I've now finished running the code from the abc paper and got some errors at step 5. First some warnings, eg

> UBpost1<-abc(target=observed,sumstat=simresUB,param=simparamUB,tol=0.01,method="rejection")

Warning message:

In abc(target = observed, sumstat = simresUB, param = simparamUB, :

No summary statistics names are given, using S1, S2, ...

then an error:

> hist(UBpost1$unadj.values[,1])

Error in UBpost1$unadj.values[, 1] : incorrect number of dimensions

Any thoughts about that?

Thanks again for sharing these excellent examples. I'm glad Phil made the suggestion to list papers because I've learned a lot from reading them, and I'm sure others will too. I will add my own to the task view and hope that you all might offer some feedback also.

best,

Ben

Ben Marwick

unread,

Jan 22, 2015, 5:53:04 AM1/22/15

to anti...@googlegroups.com

Hi Dave,

Yes, good point, managing these external dependences is a big challenge when working in a programming environment, and can be really frustrating. No doubt more than a few novices have been turned away from R (or Python, where the situation is much worse) for that reason. I've tried to list all the external dependencies next to each package where they appear in the task view, so that the reader is aware of them. This seems to be how the other task views handle the problem, so I'll stick with that. But that doesn't help much for a batch installation of all the packages in the task view.

Virtual environments are the current solution to this problem, for example a virtual machine image that has all the packages and all the dependencies together. I use that for teaching (since students' computers can be quite exotic), but it's a heavyweight solution since a small VM file is about 3 Gb. More promising are Docker containers, which provide a very similar virtual environment, but with a tiny memory and disk footprint. I do most of my work at the moment using RStudio and rocker (https://github.com/rocker-org/rocker it's quite well documented on the wiki of that repository), so I'm using RStudio server in web browser in a linux environment (on a windows laptop). This a gives very high degree of isolation and reproducibility. The dockerfile that describes the linux environment specifies the dependencies, so you or anyone can recreate my computational environment exactly (well, not the hardware) with minimal effort (one line of code, in my case: docker run -d -p 8787:8787 rocker/hadleyverse). This is a lot nicer that using a virtual machine because docker uses a lot less system resources, and is much less distracting (I don't have to work with a whole different desktop like I do in a typical VM).

There's a good paper on using docker and R here: 'An introduction to Docker for reproducible research, with examples from the R environment' http://arxiv.org/abs/1410.0846

If you have other thoughts on how to make all of this easier, please do share them.

best,

Ben

Enrico Crema

unread,

Jan 23, 2015, 7:02:50 AM1/23/15

to anti...@googlegroups.com

Hi Ben,

Thanks for the extensive comments! The code were uploaded just for reference and partial (in the case of ABC, you need a cluster) reproducibility. So it is not currently on github or any version controlled repository (I should do this eventually). As for your comments:

* I'm not keen on rm(list=ls()) at the top of a script, it seems a bit unkind to the user. I think literate programming offers a better approach since it creates a new environment when the code is executed (ie. sweave or knitr), so it's free of contaminating data objects, but doesn't require the user to remove everything.

Ops...this was left-over from my own script...

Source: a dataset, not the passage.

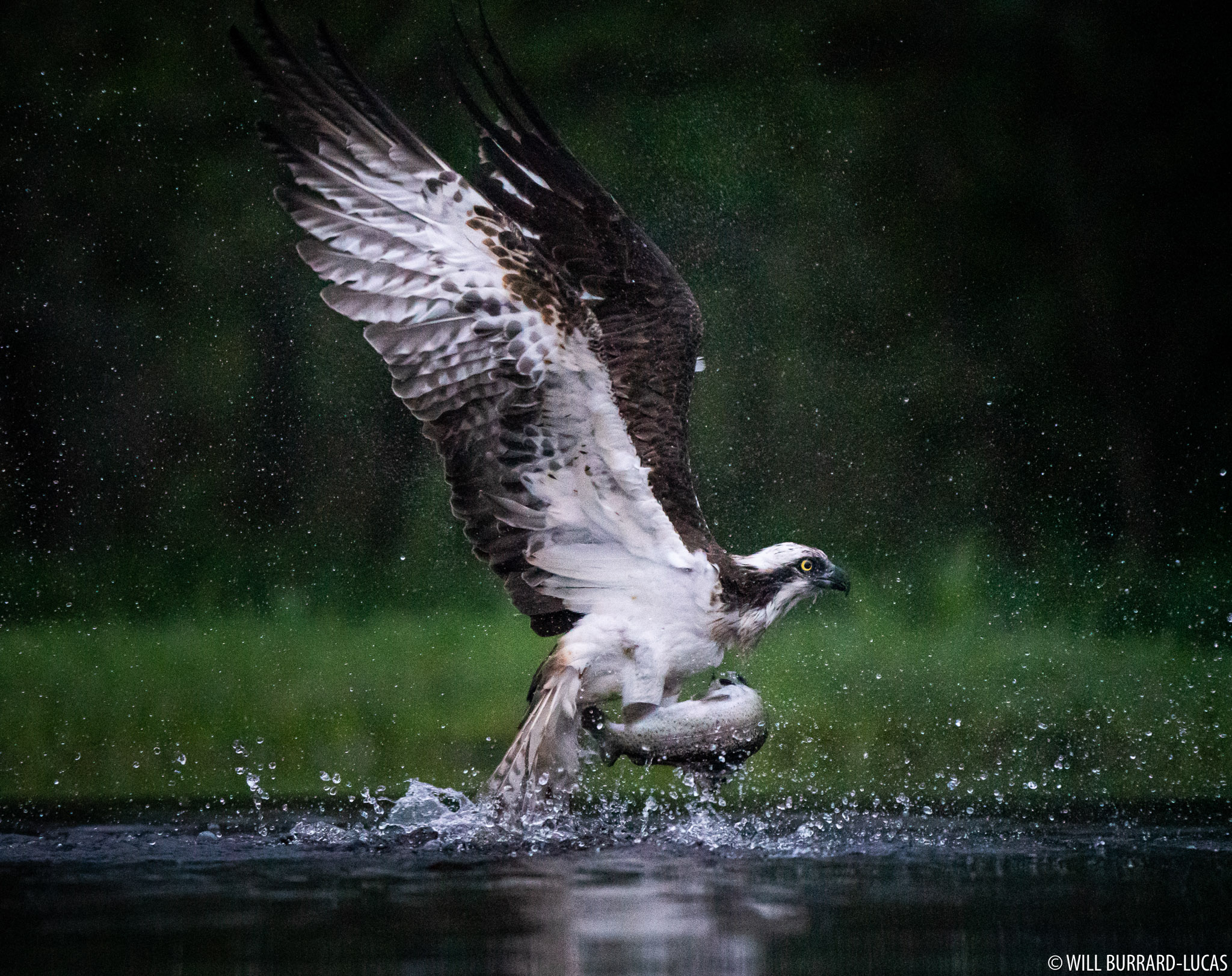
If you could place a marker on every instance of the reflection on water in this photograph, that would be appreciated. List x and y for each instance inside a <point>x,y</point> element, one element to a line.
<point>602,894</point>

* Supplementary materials are not a very convenient way to share code and data... the journal renames many of your files so the internal references in the code need to be edited, your R script files are supplied as zip files which adds a few extra steps to get to the code, and your CSV files (as they are referred to in the code) are Excel xls/x files in the supplementary materials. I see you have a comment in the code that says 'the excel worksheets should be individually exported as .csv files', but this is a bit tedious for the poor user and an unnecessary obstacle to using the data. Better would be to have the CSV files as the actual files in the supplementary materials, since Excel files are a poor choice for data longevity and portability. Those are all pretty small details, but they add up to an obstacle to sharing the really important parts of the paper, and burden the reader with a lot of tedium to access the code and data. There are some nice guidelines on sharing code and data here: http://journals.plos.org/ploscompbiol/article?id=10.1371/journal.pcbi.1003542

Unfortunately I didn't have any control over how these data were deposited in the ESM. Indeed these renaming and groupings make thing tedious... I don't recall exactly why (so I might be wrong) but I think the reason some files were in excel was because there was a limit in the number of supplementary material that I could upload on E&HB. Again this makes everything complicated...

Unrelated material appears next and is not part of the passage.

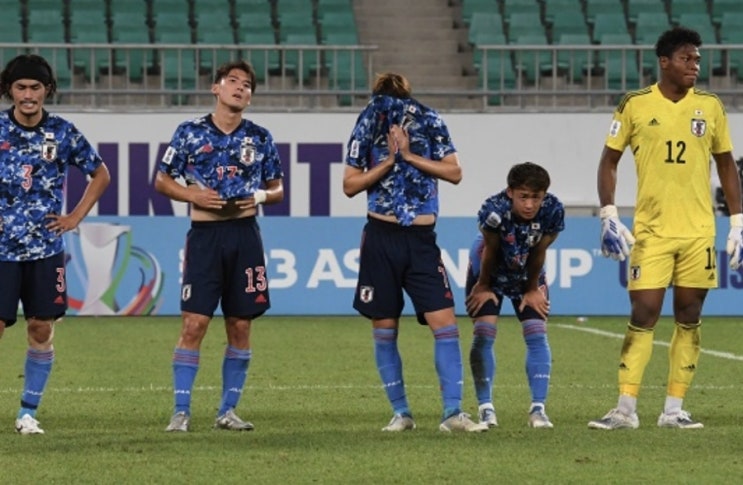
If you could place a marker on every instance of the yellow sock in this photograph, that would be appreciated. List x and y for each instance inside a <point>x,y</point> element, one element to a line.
<point>683,357</point>
<point>636,351</point>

* My suggestion to lower the burden in working with code and data that accompanies a paper is to put the code and data in an online repository that gives a persistent URL, and cite that URL in the paper. As I noted to Lee, many researchers are putting code and data on github, then archiving a specific commit of their github repository in a repository like figshare.com or zenodo.org and getting a DOI from there to cite in the paper. Those repositories are not going to mess around with file names or formats in the same way that the journal does, and it's easy for you to make corrections after publication, but still have a reference to the version current at the time of publication. You could have the usual supplementary material also, but the online repositories I'm referring to are also free to access, so people can get to them even if they don't subscribe to the journal (though I see your JAS papers are OA, so that's not a problem for those specific papers).

That will be brilliant. Especially the possibility to maintain both the snapshot of the paper, and add corrections (see below).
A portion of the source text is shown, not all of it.